Suzanne BreenLa polizia nordirlandese si presenterà davanti all’Alta Corte nel tentativo di costringere una giornalista a rilasciare informazioni sulla Real IRA.

A Suzanne Breen, giornalista del Sunday Tribune, è stato chiesto di consegnare telefoni, computer, dischi, note e altro materiale collegato a due articoli scritti sull’organizzazione paramilitare repubblicana.

Gli agenti le hanno concesso sette giorni per ottemperare alle richieste dopo aver visitato la sua abitazione di Belfast, ma la giornalista si è rifiutata di cooperare, insistendo nella protezione delle proprie fonti di informazione.

Oggi la polizia inizierà le procedure per ottenere una sentenza dall’Alta Corte che convince la giornalista a fornire il materiale.

Suzanne Breen ha detto: “Non è compito dei giornalisti di essere investigatori.

“Confermeremo il codice etico dei giornalisti, che include la protezione delle fonti”.

La polizia è alla ricerca di dettagli sull’assunzione di responsabilità da parte della Real IRA per la morte di due soldati a Massereene Barracks, Antrim, a inizio marzo e sul collegamento con la morte dell’informatore, infiltrato nei Provisional IRA, Denis Donaldson.

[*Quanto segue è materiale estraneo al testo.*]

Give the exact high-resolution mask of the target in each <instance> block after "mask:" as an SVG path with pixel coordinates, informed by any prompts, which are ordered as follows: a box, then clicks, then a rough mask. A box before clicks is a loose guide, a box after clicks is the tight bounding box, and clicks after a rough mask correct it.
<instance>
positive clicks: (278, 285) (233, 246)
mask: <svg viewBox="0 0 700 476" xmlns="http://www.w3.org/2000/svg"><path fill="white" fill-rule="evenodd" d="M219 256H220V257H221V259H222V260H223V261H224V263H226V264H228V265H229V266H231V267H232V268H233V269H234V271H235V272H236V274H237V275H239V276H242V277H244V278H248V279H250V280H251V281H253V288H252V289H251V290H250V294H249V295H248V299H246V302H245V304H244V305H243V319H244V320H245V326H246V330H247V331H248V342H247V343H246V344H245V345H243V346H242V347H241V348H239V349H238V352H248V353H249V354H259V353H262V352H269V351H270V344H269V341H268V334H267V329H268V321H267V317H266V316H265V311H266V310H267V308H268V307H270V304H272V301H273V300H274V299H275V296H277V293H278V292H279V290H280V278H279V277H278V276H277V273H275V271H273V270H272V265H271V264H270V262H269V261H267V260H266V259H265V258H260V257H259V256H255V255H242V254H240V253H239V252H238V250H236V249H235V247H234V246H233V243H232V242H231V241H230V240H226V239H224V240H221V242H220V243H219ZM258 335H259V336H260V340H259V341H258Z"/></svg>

La National Union of Journalists (il sindacato dei giornalisti di Regno Unito e Irlanda, NdT) appoggia Suzanne Breen.

Durante un incontro del Northern Ireland Policing Board svoltosi ieri, il comandante della polizia Hugh Orde ha affermato che la gente di aspetta indagini ad ampio raggio da parte degli investigatori.